Von Liebe und Neurosen

Und «Das Hemd» hat alle Vorausset­zungen, auch hierzulande erfolgreich zu sein. Es ist jung, frisch, cool und liest sich in einem Zug. Die unaufgeregte, aktuelle, durch alle Schattierungen kongenial über­setzte Sprache nimmt ein. Grischkowez’ Leichtigkeit erinnert dabei an den Autoren der «Russendisko», Wladimir Kaminer, ist in ihrer Lakonie jedoch noch deutlich ele­ganter. Der Stil integriert postmoderne Schreibgewohnheiten, etwa beliebig viele Ausrufezeichen und Grossschreibungen («Darum kam Max UNGELEGEN!!!») und wirkt damit sehr alltagsnah.
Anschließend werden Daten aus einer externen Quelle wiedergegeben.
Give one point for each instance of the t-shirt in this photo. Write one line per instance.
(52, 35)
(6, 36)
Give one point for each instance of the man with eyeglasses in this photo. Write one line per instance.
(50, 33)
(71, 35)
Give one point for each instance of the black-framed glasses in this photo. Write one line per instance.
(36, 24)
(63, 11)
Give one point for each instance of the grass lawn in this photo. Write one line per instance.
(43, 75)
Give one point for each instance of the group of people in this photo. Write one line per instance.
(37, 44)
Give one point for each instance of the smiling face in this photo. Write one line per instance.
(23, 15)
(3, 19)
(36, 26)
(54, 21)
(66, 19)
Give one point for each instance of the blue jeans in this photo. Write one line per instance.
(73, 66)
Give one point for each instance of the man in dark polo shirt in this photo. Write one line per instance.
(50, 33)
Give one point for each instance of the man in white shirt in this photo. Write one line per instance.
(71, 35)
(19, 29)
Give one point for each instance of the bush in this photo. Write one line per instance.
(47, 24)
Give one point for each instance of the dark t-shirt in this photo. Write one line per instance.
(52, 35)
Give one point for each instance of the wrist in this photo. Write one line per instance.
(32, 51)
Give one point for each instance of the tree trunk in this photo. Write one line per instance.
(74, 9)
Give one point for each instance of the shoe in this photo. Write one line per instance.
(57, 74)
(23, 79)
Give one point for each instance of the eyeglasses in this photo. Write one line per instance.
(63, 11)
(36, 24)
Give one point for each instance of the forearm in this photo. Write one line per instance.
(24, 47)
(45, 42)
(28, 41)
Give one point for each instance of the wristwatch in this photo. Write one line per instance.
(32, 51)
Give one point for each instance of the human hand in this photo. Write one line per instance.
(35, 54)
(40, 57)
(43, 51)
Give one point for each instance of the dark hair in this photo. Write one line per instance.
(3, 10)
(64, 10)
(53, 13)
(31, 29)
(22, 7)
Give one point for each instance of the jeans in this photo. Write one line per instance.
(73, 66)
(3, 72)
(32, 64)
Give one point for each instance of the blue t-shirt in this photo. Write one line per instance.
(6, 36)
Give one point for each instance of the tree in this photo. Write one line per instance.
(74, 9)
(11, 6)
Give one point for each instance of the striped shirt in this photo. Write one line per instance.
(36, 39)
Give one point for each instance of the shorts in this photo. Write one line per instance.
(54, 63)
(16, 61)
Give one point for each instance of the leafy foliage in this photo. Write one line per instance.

Die Handlung aber ist alles andere als extravagant. Erzählt wird ein einziger Tag im Leben des Protagonisten Sascha – lei­der kein zweiter Bloomsday, auch wenn der Klappentext das so sieht, sondern einige ziemlich gewöhnliche Stunden. Sa­scha ist Mitte dreissig, Architekt (Luxusre­novierungen) und gehört zum oberen Mit­telstand. Im Moment ist er unsterblich verliebt und entsprechend gestimmt («Al­les an ihr gefällt mir! Ich liebe sie so!!!»). Am Tag, der ein Roman ist, kommt Sa­schas alter Kumpel und Trinkgenosse Max aus der Provinz zu Besuch. Sie ziehen um die Häuser. Männlichkeit ist dabei das Höchste: Die Freunde sind Dandys alter Schule, Kleidung ist das Wichtigste, und man diskutiert immerfort Verführungs­künste. Aber seit Sascha «SIE» kennt, weist sein Tag auch kleinere Neurosen auf. Taxifahrten und Barbesuche werden so durchsetzt von nervösem Warten auf Anrufe sowie von Wachträumen, in denen die Angebetete erscheint.

Dies alles ist amüsant zu lesen. Stilisti­scher Reiz und unterhaltsame Dialoge ste­hen jedoch in Missverhältnis zu einer be­scheidenen Aussage. Was erzählt wird, ist stets aus der Klischeekiste gegriffen. Ein Verständnis der Figuren wiederum ist schwierig, da Charakterzeichnung zuguns­ten lockerer Bar-Dialoge ausbleibt. Etwas unsympathisch wirkt Sascha trotzdem. Die ihm unterstellten Bauarbeiter behan­delt er nach Gutdünken, Taxifahrer oder Kellner («Lakaien») wie Menschen dritter Klasse.

Nun müssen Romanfiguren nicht gefal­len; die Beiläufigkeit aber, mit der Grisch­kowez die Hierarchien des schönen neuen Moskau als selbstverständlich präsentiert, befremdet doch sehr. Wer nur auf Life­style Wert legt, hat an einer Auseinander­setzung mit seinen eigenen Schattenseiten selbstredend wenig Interesse. Schade nur, wenn auch der Autor nur Style statt Stil zu bieten hat. So erinnert das Ganze ein biss­chen unangenehm an Florian Illies’ «Ge­neration Golf», in dem vor einigen Jahren Kultur über die richtige Barbourjacke defi­niert wurde. Vielleicht wird «Das Hemd» in Russland in ähnlicher Weise Kult.

Gemütlich von Bar zu Bar

Jewgeni Grischkowez hat ein gut lesba­res Buch von grosser Harmlosigkeit ge­schrieben. Gemütlich mäandert es von Bar zu Bar. Zu wenig steht Grischkowez über den Yuppie-Befindlichkeiten seiner Hel­den, zu ernst nimmt er ihre Oberflächen­diskurse. Der Roman endet in Saschas Bett: Morgen wird er das Hemd wechseln und die neuen, dieselben Herausforderun­gen mit Besserverdienerallüren angehen. Man muss nicht zwingend wieder dabei sein.